Tim Jump of Secula Surfboards is a true craftsman and artist. We asked him about his passion for art along with why it’s important to support local shapers and shops.
BTR: How long have you been shaping and what inspired you to start?
TJ: I shaped my first board back in 2004. A few years prior to that I was lifeguarding in the summer on Long Beach Island, New Jersey and I was painting Surfboards whenever I could get my hands on one. A local board builder Marty Bennett, saw my work and asked if I would be interested in painting some boards for him. I started painting boards for Marty, and picking his brain. I got my first blank from Brian Wynn, who was glassing Marty’s boards at that time, made my own cardboard template, and started hacking away. Brian glassed my first board and few batches of boards after that. I would hang out at Brian‘s factory a little bit and watched him glass and sand and thought “I think I can figure that out.” Before long I was doing everything start to finish.
BTR: You are an artist through and through. You handcraft surfboards, recycled fin keys, bottle openers, resin planters, and more. Plus you are a painter and graphic designer. Ever think of opening your own Surf Shop/Art Gallery?
TJ: It would be really cool to have our own little shop one day, we will see. My wife is a pediatric gastroenterologist at the Children’s Hospital here in Charleston, and we have a four and five a year old who are little water rats, so we like to keep the weekends open for family time. Being able to work from home and have a flexible schedule that I can work around my kids school and my wife’s work/ call schedule is really the best thing for us right now.
BTR: Let’s talk about your art for a minute. Who are some of the brands you’ve designed for and what projects are you most proud of?
TJ: I haven’t done a ton of work for “brands” The majority of my work tends to be small shops and businesses that see one of my art pieces, or designs and then want me to do some work for them, which is really cool because they’re coming to me because they like the artwork not just because I “can do” design work or know how to work in illustrator. I’ve done design work for Carolina Surf Brand, Synerx Pharma, Ocean Surf Shop, Wynn Surfboards. The recent project that I’m probably most proud of is the work that I did for the South Carolina Department of Natural Resources Oyster Recycling and Enhancement program. It’s always cool when you can do a project that’s a really good collaboration and it’s part of helping the environment as well. It’s also kind of cool seeing the design all over the state.
BTR: You’ve done design work for Ocean Surf Shop. What’s your connection with them?
TJ: Yeah I started doing design work for Ocean Surf Shop a couple of years ago. My buddy Chad, who runs the Carolina Surf Film Festival, introduced me to the manager at Ocean, Bates, and helped me get my boards in the shop. Bates saw some of the work that I was doing for the film festival, and when they needed some design work for the shop I jumped at the opportunity. It’s been awesome because I’m able to illustrate concepts that Bates has, as well as, integrate my own original work. He has also included me when they meet with some of the reps as well, which has been super helpful. If you understand the options and the process of making the products, you can get your design to truly look the way you want it to, instead of just slapping it on a bunch of things. Ocean really treats me like I’m part of the shop family too, not just a guy doing design work for them. We surf together, they help entertain my kids when I have to drop off boards or design work, and over the lockdown they called to check in, just to make sure the family was good. I am truly grateful for the relationship that I have with the shop.

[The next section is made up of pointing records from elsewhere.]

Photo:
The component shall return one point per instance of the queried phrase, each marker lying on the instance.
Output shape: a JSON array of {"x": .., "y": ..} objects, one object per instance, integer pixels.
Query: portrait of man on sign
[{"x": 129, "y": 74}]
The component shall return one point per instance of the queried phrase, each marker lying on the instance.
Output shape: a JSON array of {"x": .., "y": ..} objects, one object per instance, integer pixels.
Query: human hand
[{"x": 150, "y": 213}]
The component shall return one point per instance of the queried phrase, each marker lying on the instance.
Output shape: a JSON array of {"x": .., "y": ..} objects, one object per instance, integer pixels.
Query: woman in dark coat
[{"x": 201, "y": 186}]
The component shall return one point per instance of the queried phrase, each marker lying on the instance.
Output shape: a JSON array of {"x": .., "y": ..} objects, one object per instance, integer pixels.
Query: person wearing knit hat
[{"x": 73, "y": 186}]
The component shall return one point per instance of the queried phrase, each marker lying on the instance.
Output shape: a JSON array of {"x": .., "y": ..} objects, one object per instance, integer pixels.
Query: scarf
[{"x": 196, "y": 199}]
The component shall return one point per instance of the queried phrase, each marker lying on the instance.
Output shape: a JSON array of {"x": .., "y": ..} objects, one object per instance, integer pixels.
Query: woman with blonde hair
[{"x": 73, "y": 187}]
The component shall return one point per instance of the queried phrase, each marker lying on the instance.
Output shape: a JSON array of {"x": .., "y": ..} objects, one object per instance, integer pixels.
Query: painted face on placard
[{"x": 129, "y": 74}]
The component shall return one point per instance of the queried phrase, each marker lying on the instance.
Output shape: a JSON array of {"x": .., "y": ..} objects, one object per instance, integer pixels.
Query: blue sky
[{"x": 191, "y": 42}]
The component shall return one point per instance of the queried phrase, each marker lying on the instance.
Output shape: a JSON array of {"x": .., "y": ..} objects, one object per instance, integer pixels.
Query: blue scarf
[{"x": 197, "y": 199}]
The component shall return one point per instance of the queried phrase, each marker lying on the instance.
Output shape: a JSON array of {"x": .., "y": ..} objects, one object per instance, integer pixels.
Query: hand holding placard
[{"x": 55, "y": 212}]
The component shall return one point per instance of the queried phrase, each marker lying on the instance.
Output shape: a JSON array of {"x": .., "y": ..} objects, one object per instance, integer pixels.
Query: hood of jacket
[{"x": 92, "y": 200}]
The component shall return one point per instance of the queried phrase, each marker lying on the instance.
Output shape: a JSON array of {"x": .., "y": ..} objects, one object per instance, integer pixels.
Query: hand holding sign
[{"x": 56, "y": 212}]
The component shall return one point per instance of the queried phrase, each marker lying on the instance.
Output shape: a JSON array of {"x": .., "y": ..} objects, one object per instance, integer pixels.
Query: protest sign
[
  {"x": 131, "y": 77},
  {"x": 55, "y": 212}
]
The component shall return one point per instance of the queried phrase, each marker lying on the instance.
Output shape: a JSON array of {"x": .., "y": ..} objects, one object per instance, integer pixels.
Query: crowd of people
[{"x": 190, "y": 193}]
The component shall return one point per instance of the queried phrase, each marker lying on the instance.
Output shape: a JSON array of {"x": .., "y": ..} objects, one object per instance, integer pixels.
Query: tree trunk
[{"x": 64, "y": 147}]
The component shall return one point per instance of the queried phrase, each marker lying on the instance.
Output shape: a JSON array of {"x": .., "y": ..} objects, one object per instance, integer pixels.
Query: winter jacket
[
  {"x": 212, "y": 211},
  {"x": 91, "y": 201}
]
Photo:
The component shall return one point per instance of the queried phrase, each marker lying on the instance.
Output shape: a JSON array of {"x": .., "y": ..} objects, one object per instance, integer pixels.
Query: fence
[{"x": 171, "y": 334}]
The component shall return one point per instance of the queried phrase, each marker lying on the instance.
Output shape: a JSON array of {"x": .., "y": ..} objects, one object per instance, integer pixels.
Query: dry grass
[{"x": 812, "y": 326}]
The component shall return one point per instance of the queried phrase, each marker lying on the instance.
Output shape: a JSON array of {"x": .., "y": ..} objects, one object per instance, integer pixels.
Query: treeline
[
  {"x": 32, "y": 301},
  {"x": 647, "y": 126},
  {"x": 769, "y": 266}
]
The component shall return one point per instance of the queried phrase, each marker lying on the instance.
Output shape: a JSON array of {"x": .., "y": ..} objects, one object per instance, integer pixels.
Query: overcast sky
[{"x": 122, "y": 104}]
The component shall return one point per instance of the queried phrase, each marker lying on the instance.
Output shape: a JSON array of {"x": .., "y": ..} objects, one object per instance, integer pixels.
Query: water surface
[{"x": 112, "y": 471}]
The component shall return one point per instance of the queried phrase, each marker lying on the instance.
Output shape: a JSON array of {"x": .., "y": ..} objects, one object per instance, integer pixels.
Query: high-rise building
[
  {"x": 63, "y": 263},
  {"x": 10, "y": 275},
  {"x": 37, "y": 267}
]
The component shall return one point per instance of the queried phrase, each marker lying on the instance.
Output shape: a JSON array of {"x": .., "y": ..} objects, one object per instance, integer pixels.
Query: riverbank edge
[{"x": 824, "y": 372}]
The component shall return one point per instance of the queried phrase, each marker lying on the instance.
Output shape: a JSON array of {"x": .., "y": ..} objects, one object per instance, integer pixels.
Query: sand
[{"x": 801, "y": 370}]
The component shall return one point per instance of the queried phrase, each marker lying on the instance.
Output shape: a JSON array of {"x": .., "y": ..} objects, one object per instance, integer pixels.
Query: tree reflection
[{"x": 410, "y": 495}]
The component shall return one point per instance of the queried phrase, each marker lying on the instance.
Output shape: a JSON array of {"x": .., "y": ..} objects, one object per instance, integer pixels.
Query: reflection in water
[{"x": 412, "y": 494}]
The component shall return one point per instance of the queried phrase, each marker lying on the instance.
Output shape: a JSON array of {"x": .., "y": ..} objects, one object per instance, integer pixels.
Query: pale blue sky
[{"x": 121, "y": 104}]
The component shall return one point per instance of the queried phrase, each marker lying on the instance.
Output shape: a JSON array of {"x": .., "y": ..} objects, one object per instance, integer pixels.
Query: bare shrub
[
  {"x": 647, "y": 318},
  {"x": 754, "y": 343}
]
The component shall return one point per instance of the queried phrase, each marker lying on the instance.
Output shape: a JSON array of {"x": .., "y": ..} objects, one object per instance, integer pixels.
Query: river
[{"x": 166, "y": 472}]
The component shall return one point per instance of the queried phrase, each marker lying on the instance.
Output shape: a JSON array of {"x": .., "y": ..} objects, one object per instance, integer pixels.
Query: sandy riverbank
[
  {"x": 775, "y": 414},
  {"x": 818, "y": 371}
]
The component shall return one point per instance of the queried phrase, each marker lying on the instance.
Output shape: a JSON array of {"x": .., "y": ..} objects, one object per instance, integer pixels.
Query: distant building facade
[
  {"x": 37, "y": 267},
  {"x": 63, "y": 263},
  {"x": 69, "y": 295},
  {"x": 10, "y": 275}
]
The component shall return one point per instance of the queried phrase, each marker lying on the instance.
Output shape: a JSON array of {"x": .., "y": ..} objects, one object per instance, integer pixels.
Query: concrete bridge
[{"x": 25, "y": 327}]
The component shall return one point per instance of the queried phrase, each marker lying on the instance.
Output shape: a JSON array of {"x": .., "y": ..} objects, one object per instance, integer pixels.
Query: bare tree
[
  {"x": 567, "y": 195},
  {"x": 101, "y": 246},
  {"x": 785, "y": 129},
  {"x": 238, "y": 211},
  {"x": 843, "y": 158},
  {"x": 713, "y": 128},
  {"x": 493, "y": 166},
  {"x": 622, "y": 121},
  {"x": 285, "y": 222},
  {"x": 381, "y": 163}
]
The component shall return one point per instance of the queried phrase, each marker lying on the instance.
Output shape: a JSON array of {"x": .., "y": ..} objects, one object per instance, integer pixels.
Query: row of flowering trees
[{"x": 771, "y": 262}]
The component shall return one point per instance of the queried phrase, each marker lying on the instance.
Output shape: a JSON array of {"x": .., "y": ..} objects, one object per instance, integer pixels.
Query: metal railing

BTR: Why is it so important for surfers to support their local shapers and surf shops?
TJ: I think when you get a board from a local shaper you’re getting it from somebody that most likely surfs locally so you’re going to get a board that will perform optimally in those types of waves. Also, it gives you the chance to speak directly to the shaper and get all your questions answered.
As far as, why it’s important to support the local surf shop, who doesn’t want to support the people in their community. Charleston is pretty small in the grand scheme of things, I see the guys from the surf shop and local surfers all the time, at the grocery store, the gym, my kids school. These are the same guys that are gonna come together for benefit events, help families when they need it, and probably help hook you up with a new stick when you snap one in the middle of a big swell. I think it’s important to develop those relationships and that sense of community. The surf shop is a special place, I played soccer through college and I never once hung out at the soccer store for hours on end to just shoot the shit or watch videos, but I’ve done that at surf shops more times than I can count. And maybe it’s me being selfish, but I don’t want to lose that. That’s why I love what your doing with BTR. So if it means paying a couple extra bucks for a pair of shoes, or having to wait a week to get a pair of boardshorts rather than having it today I’m all for it.
BTR: Any closing advice for the industry?
TJ: I don’t know if I’m qualified to offer advice to the industry, but if I had to give some: don’t forget why you got into this. I’d say the majority if not all of us got into it because we love surfing, and we love the ocean, we didn’t get into this for the money. I think when decisions are made without looking at the big picture and the impacts of those decisions that’s when problems arise.